Senate debates

Tuesday, 26 June 2018

Adjournment

Iran: Human Rights

7:37 pm

Photo of John WilliamsJohn Williams (NSW, National Party) Share this | Hansard source

I rise to speak about the huge significance of the uprising in Iran as well, along with Senator Paterson, Senator Singh and probably Senator Moore as well, which began on 28 December 2017. Millions of ordinary Iranians bravely risked their lives to join mass public protests against the repressive regime that has held power in Iran for the past 39 years. People have taken to the streets in more than 140 cities across Iran. Demonstrators chanting slogans like, 'Death to the Islamic Republic' have shown this is an uprising against the regime itself. They're sick of their wealth being looted to fund proxy wars and terrorists throughout the Middle East. Massive strikes and worker protests, huge farmer protests and open rebellions by Kurdish, Arab and Baluchi minorities continue to this day.

Much of the Western media has either failed to report the uprising at all or initially reported that the mass demonstrations were simply based on Iran's dire economic situation. The Western media doesn't seem to comprehend why 80 million beleaguered Iranian citizens could possibly rise up and demand regime change. The current mass demonstrations have shaken the dictatorship despite the deadly crackdowns, the torture, the death of at least 17 arrested protesters and the detention of over 10,000 citizens. While the protest movement has used social media to mobilise, the regime has countered with cyberwarfare.

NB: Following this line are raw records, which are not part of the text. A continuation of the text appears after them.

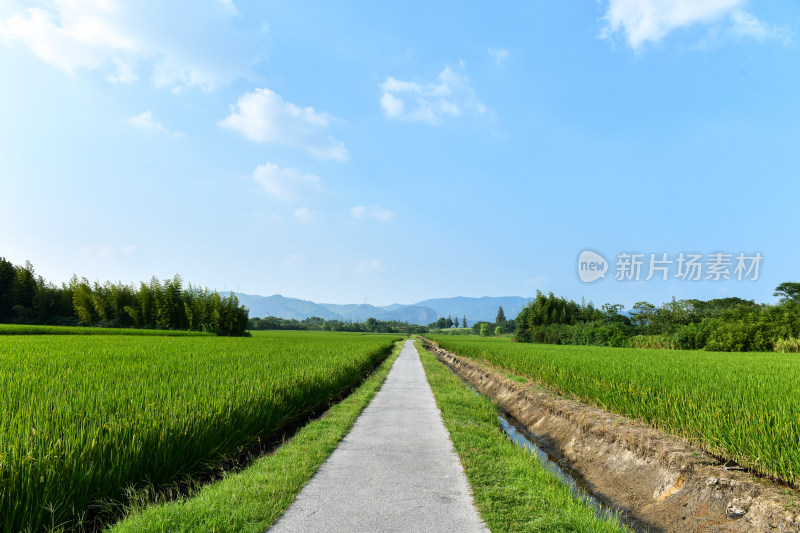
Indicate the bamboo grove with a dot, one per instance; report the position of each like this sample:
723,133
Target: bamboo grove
26,298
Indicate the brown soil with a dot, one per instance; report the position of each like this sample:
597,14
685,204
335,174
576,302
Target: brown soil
660,481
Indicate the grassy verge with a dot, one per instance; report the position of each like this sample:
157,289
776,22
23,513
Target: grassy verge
253,499
512,491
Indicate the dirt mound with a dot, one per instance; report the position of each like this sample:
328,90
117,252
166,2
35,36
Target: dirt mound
660,481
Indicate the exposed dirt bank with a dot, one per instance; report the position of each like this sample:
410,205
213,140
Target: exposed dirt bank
662,482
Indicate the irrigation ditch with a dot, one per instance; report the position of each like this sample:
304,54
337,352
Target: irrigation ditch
656,482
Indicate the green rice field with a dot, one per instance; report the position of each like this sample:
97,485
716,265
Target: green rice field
740,406
85,416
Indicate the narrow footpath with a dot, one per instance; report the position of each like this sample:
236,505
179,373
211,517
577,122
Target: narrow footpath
395,471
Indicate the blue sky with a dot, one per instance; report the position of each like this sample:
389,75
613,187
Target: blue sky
353,152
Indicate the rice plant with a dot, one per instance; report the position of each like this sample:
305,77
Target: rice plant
741,406
84,418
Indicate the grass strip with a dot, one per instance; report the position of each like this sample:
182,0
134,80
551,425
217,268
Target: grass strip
253,499
512,491
739,406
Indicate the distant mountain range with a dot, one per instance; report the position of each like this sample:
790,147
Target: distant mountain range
475,309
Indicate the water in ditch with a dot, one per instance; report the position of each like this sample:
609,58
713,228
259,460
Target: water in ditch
519,435
517,432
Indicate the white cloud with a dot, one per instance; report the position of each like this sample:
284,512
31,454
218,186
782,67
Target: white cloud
643,21
287,184
375,212
305,214
499,54
264,116
368,265
145,121
747,25
449,96
123,39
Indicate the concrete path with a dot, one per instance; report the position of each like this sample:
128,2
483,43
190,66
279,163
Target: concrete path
395,471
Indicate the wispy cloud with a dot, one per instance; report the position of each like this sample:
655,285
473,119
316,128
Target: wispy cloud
373,212
499,55
108,251
265,116
306,214
287,184
124,39
449,96
296,260
643,21
370,265
145,121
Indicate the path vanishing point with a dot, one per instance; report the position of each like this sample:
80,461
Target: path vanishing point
395,471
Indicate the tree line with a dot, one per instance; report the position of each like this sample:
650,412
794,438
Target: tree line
26,298
371,325
723,324
500,326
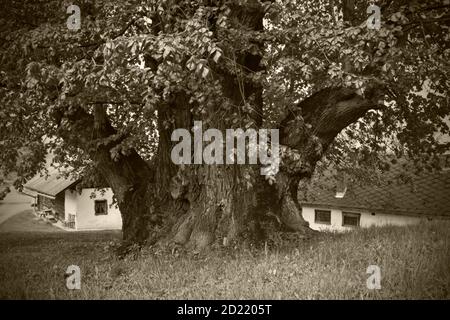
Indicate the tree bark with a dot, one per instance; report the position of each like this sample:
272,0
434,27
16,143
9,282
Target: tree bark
198,205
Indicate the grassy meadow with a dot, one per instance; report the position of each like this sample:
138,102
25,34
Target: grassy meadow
414,263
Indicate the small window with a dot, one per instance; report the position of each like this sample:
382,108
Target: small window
350,219
322,216
101,207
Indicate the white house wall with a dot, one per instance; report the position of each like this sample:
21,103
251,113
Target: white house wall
84,206
366,219
70,203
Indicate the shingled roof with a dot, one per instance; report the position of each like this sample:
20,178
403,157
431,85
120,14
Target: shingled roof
50,184
425,194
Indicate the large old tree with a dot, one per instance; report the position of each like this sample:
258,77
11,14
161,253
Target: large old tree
106,98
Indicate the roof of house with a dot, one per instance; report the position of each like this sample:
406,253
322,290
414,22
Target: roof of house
50,184
423,194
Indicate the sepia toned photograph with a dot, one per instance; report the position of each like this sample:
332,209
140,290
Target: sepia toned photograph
245,151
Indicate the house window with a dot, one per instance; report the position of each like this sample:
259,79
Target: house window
322,216
101,207
350,219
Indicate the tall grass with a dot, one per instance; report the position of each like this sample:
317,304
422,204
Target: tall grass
414,263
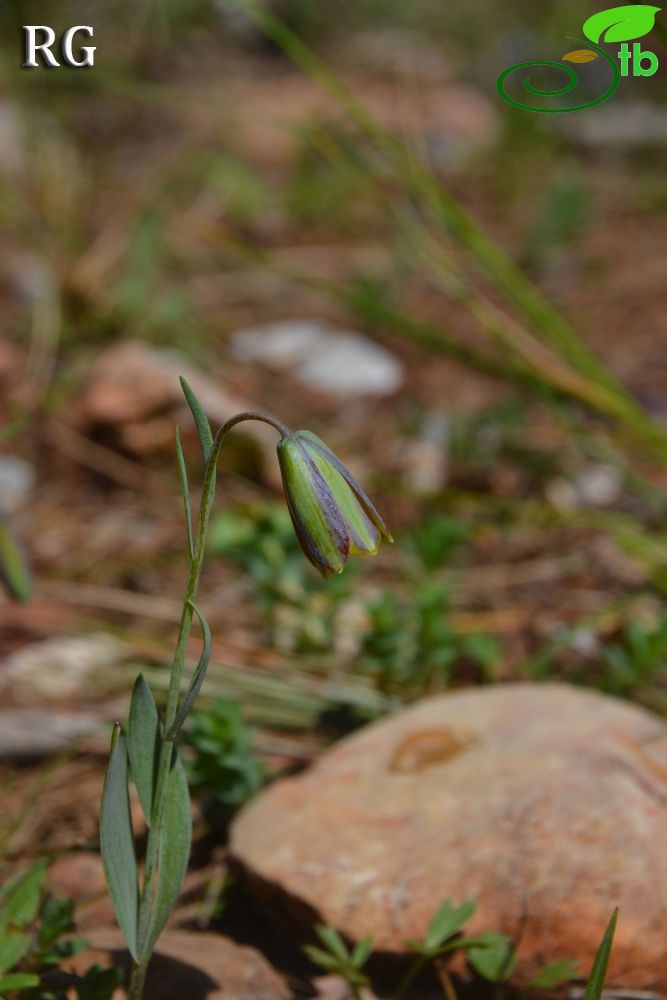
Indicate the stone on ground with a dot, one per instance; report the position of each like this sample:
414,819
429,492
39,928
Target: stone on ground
545,803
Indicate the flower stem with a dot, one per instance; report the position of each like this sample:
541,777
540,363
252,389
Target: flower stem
144,944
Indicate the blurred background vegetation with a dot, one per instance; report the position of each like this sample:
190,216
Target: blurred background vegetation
353,167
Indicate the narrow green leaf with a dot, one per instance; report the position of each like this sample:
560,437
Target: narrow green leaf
492,957
21,897
561,971
447,920
621,24
185,491
143,744
322,958
330,937
12,949
117,844
595,983
198,676
174,853
14,572
18,981
200,418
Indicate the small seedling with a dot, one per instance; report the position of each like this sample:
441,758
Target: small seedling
411,646
596,979
223,767
489,954
36,937
337,958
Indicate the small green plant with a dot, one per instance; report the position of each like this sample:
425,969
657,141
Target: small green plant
299,608
596,979
333,519
336,958
489,954
14,571
635,661
411,647
224,767
36,937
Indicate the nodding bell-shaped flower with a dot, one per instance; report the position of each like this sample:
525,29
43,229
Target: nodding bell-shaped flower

Leading members of the regime have admitted their fear and vulnerability to regime change and have acknowledged the role and the growing support for the main democratic opposition movement, the People's Mujahedin of Iran. The clerical regime appears now to be on its last legs, and its demise may be inevitable. The people of Iran are charting the next necessary steps to restore peace, democracy, human rights and women's rights in their own country—I think we'd all support peace, democracy, women's rights and human rights—while bringing the perpetrators of crimes against humanity and terror to face justice. We should support them. It is time we woke up to the fact that, as long as the mullahs remain in power, there will be no possibility of peace. The mullahs will always be a major problem. They can never be part of the solution.

This Senate and the whole democratic world should express solidarity with the Iranian people and their resistance in their bid for democratic change. Now is the time for us to speak up. Australia should use its respected voice at the United Nations Human Rights Council and work with its allies at the UN and in other international forums to increase pressure on the Iranian regime and its leaders to release all political prisoners, abolish the oppression of women, guarantee freedom of speech and assembly and refer the government's abysmal human rights record to the UN Security Council.

This Saturday, the grand rally for Iranian democracy will take place in Paris. It will be attended by well over 100,000 people, including many hundreds of elected MPs and political dignitaries from Europe, North America and around the world. I wish them well. Our peace, our democracy and our freedom of speech are things that we probably take for granted in Australia. Come election time, probably all of us in this chamber are handing out 'how to votes'. When people walk up and say, 'Oh, I've got to vote again,' I say, 'Don't complain about it; many countries never get the opportunity.' Let's hope that they can get the opportunity for democratic change in Iran and rights are returned to women, who deserve exactly that—human rights. I wish them well in their protest and I hope there's a change very soon.